Don’t forget that socking the entire federal tax liability to the top 10% still only gets you to 15.4% of GDP, and you’ve got that yawning chasm between 15.4% and 24.1%.  That difference, kiddoes, is 56.5%.  That’s right, to close each year’s deficit (we haven’t even touched the $16.4 trillion in accumulated debt) we’d have to increase our tax yield by over a full half.  In the middle of a “recovery” so weak that it’s not even really clear that there is a recovery.  Even just to get tax receipts back to the 50-year average spending level entails a 40%+ increase in actual tax yield. 

Uummmmmmm . . . . aaaahhhhhhhhh . . . where the hell is that money going to come from?  Goobers like this feller at NBC seem to think that poor people create jobs, that some guy who is scraping by on unemployment and what he can raise doing odd jobs around town is going to start a business, hire eight or ten people, and suddenly become a wealth generator.  He isn’t.  He can’t.  Even if he knows how, even if he wants to work so badly he can taste it, if no one is hiring, and if he’s burned through every dime he’s ever managed to put by in order to keep his children in their house, he’s got nothing to move forward with.  The only kind of a job the government can “create” for him is a government job, which usually entails people doing things others don’t want them to do.  It doesn’t, in other words, create wealth, but only transfers it.

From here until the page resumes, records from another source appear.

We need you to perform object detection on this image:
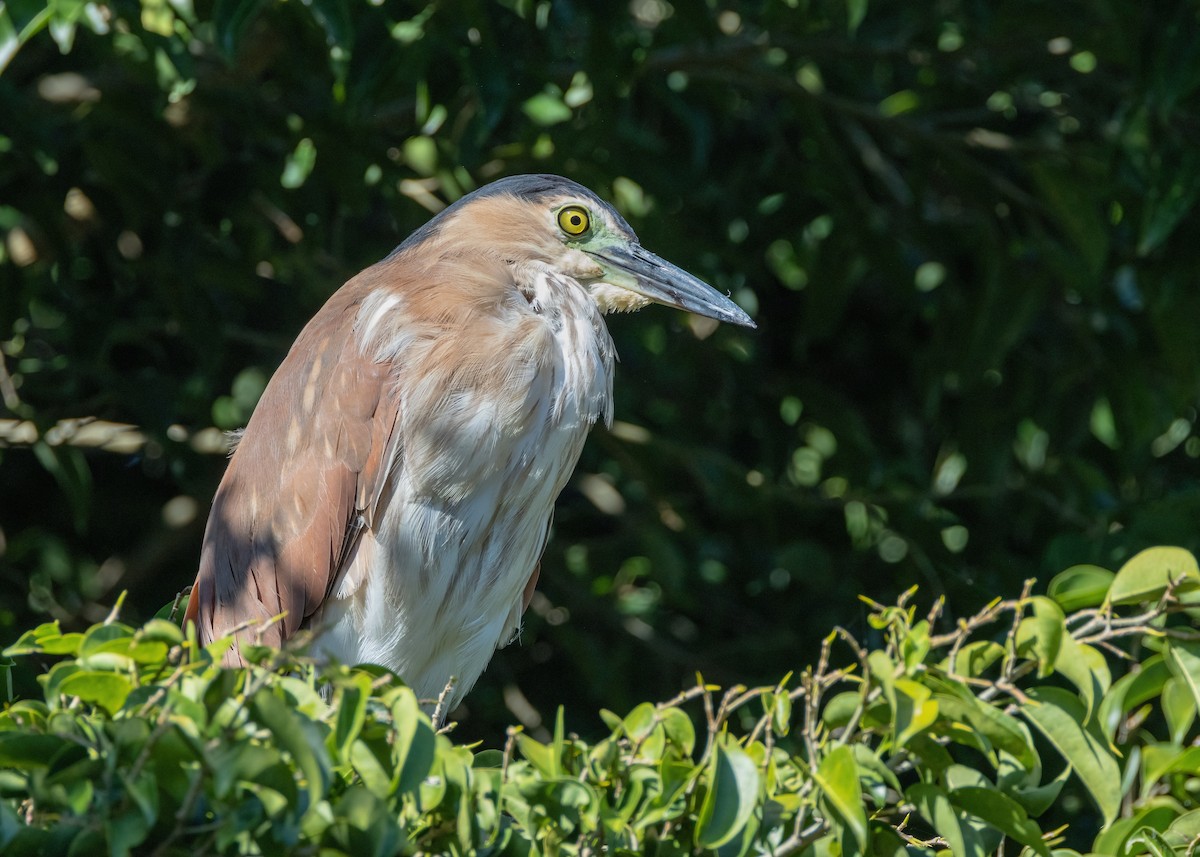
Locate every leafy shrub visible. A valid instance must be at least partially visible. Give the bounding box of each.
[0,547,1200,857]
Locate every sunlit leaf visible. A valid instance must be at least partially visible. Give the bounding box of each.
[1020,688,1121,823]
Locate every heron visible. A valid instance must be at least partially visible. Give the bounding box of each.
[186,175,755,706]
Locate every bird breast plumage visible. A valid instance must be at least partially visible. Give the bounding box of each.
[317,264,614,699]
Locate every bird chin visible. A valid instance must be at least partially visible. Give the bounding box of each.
[588,282,650,314]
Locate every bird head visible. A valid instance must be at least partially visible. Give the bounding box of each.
[396,175,756,328]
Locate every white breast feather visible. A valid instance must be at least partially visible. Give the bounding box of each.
[318,266,614,699]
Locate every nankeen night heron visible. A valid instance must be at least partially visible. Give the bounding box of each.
[187,175,754,702]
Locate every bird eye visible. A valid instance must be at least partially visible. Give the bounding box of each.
[558,205,592,238]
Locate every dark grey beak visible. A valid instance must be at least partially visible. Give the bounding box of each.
[584,244,758,328]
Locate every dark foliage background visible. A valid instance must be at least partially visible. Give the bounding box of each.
[0,0,1200,772]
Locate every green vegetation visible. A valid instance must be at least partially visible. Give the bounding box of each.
[0,547,1200,857]
[0,0,1200,855]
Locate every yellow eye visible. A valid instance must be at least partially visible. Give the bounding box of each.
[558,205,592,238]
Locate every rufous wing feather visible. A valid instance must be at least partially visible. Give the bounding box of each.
[187,277,397,664]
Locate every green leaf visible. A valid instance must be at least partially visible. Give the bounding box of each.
[1109,547,1200,604]
[212,0,268,59]
[280,137,317,191]
[1016,595,1067,678]
[950,786,1050,857]
[934,682,1042,771]
[1163,677,1196,744]
[846,0,868,35]
[250,688,331,809]
[906,783,985,857]
[812,744,866,851]
[521,90,572,126]
[391,688,438,795]
[1163,640,1200,708]
[892,678,937,749]
[0,732,71,769]
[624,702,658,744]
[1055,634,1112,720]
[1126,827,1176,857]
[332,672,371,760]
[1020,688,1121,823]
[1099,654,1171,741]
[58,670,133,714]
[695,737,758,849]
[1046,565,1116,613]
[1163,809,1200,849]
[659,708,700,759]
[943,640,1004,678]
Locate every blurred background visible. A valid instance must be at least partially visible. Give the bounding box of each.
[0,0,1200,745]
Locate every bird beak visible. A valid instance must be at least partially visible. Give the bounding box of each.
[586,244,758,328]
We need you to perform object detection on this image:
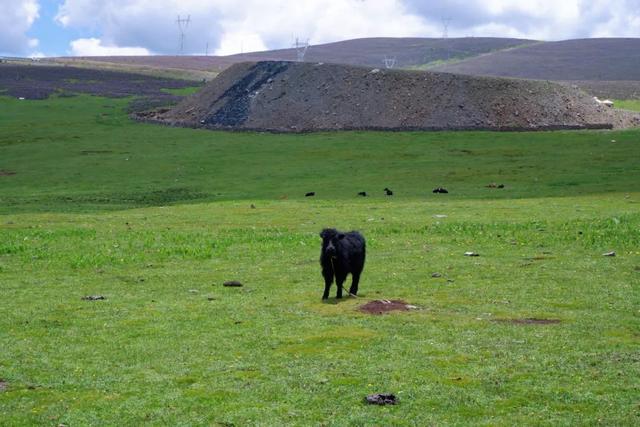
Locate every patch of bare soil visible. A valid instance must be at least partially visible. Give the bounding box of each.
[145,61,640,132]
[493,317,560,325]
[358,299,416,314]
[81,295,107,301]
[364,393,398,405]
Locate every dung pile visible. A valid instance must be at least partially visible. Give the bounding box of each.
[144,61,640,132]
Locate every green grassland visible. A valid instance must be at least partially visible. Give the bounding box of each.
[0,96,640,426]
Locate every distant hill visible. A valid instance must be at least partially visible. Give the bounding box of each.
[54,37,535,77]
[433,38,640,81]
[144,61,640,132]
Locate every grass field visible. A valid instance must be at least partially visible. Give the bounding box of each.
[0,97,640,426]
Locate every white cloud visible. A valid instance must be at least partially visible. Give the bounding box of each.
[71,38,151,56]
[53,0,640,54]
[0,0,40,55]
[56,0,430,54]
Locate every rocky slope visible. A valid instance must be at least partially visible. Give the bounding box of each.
[144,61,640,132]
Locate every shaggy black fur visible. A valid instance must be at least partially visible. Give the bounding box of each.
[320,228,365,299]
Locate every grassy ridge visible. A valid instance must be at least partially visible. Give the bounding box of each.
[0,93,640,425]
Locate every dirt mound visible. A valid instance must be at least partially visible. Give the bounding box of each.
[358,299,415,314]
[140,61,640,132]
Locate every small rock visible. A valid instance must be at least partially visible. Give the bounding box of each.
[222,280,242,288]
[82,295,106,301]
[365,393,398,405]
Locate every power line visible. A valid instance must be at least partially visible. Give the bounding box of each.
[384,55,396,68]
[442,17,452,61]
[293,37,309,62]
[176,15,191,55]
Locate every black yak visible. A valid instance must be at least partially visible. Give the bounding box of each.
[320,228,365,299]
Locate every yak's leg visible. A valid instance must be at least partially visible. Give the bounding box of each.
[349,273,360,295]
[322,269,333,299]
[336,274,347,298]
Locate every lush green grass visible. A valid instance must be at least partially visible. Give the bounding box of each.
[613,99,640,111]
[0,97,640,425]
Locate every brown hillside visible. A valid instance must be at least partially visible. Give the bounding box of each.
[434,38,640,81]
[58,37,535,72]
[142,62,640,132]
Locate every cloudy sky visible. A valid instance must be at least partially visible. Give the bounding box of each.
[0,0,640,56]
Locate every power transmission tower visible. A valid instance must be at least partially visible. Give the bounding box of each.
[442,17,451,61]
[384,55,396,68]
[176,15,191,55]
[293,37,309,62]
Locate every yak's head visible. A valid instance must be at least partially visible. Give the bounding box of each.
[320,228,344,258]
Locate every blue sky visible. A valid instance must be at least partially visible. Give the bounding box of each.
[27,0,79,56]
[0,0,640,56]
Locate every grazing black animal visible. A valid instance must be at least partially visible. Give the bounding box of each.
[320,228,365,299]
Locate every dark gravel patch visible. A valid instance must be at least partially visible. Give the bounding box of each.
[222,280,243,288]
[364,393,398,405]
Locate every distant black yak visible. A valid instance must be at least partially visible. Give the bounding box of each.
[320,228,365,299]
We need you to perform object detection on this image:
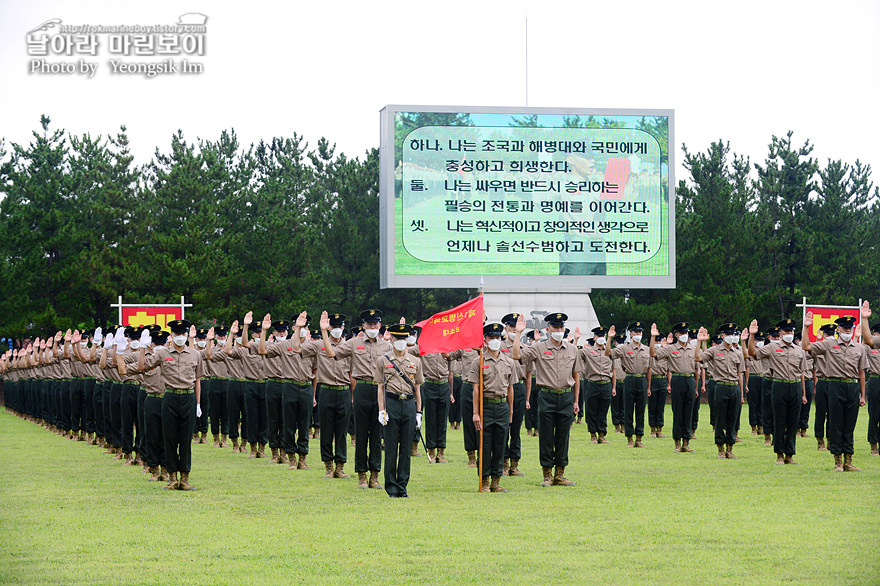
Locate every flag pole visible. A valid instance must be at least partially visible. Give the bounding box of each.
[477,275,486,492]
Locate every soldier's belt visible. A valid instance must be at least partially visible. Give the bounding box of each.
[541,387,571,395]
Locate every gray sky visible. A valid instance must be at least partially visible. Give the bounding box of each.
[0,0,880,184]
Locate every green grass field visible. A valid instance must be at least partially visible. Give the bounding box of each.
[0,405,880,585]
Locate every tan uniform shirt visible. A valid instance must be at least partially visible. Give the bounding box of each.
[266,339,315,383]
[373,352,425,395]
[521,340,581,391]
[579,346,614,382]
[700,344,746,383]
[302,340,350,387]
[755,342,807,380]
[655,342,697,374]
[144,346,205,390]
[467,351,516,399]
[336,335,392,383]
[812,340,868,379]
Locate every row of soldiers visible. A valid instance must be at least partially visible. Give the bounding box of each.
[0,303,880,496]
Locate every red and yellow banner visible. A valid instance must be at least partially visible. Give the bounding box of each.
[805,305,861,342]
[122,305,183,331]
[416,296,483,356]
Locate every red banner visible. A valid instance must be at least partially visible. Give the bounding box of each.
[806,305,861,342]
[416,296,483,356]
[122,305,183,331]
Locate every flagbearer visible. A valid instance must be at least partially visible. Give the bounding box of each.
[373,324,425,498]
[468,316,519,492]
[137,319,205,490]
[511,313,581,486]
[801,308,871,472]
[694,323,749,460]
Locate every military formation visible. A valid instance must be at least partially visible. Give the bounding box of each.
[0,302,880,498]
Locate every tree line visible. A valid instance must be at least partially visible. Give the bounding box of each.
[0,115,880,338]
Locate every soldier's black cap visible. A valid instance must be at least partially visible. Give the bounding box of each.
[385,324,412,338]
[360,309,382,323]
[483,324,504,338]
[501,313,519,327]
[544,313,568,326]
[167,319,192,334]
[834,315,856,328]
[150,330,169,346]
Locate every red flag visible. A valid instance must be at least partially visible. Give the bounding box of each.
[416,296,483,356]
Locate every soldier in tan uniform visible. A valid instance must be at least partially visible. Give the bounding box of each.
[861,301,880,456]
[605,321,654,448]
[137,320,205,490]
[373,324,425,498]
[511,313,581,486]
[749,319,807,464]
[468,316,519,492]
[694,322,748,460]
[801,305,871,472]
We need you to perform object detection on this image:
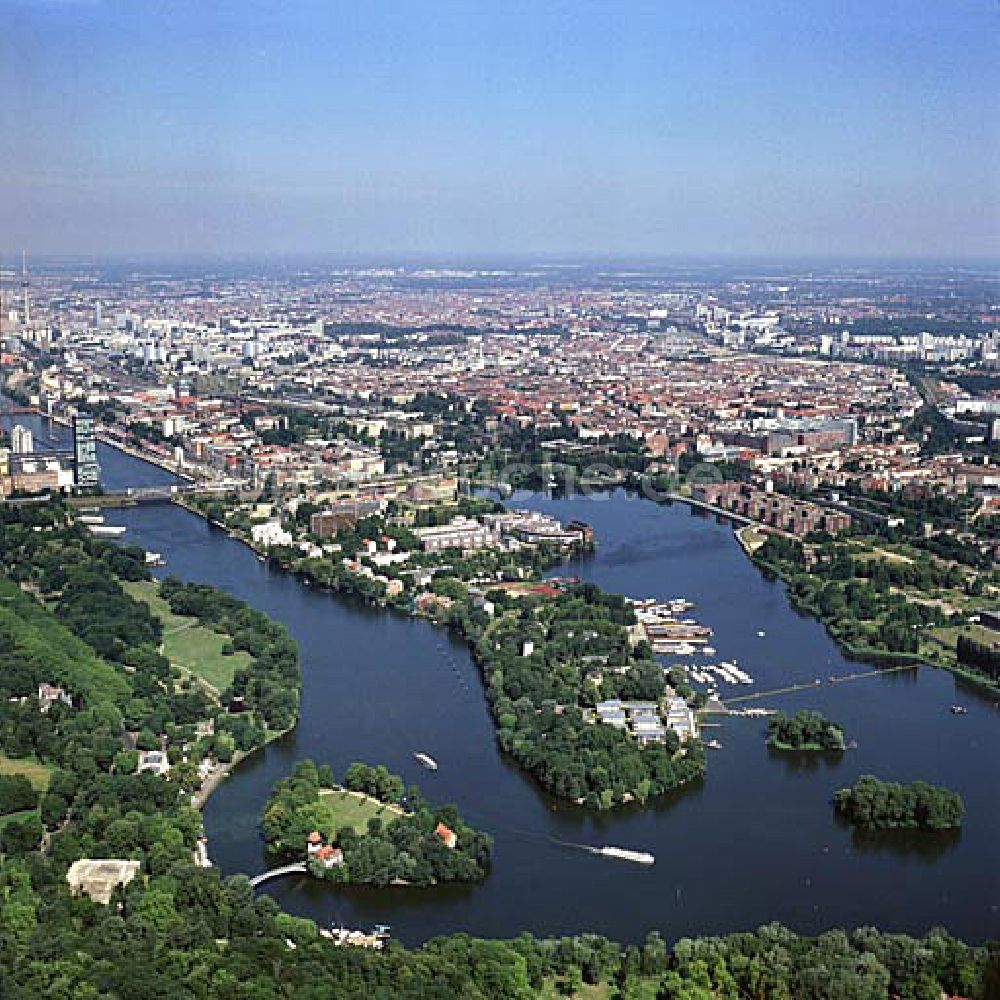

If you want true economic wealth generated, it’s going to have to come from those whom you so dislike.  They are the ones who have capital available to them to figure out something that other people want and are able and willing to pay for, and then go out and do it.  If you strip from them their available surplus, you’re not left with “social justice,” or a more “equitable distribution of wealth,” or any of the other holy grails of the left.  You’ll have a nation full of people whose only skills are in government make-work, and the permanent effects of which will evaporate six minutes after they leave the building.  And you’ll have a ruined capitalist class.  You’ll be left with East Germany.

Finally, from a purely moralistic perspective, is it seriously contended that the 90% of us deserve a free ride on the top 10%?  If it is, I want to hear the arguments in support of that proposition.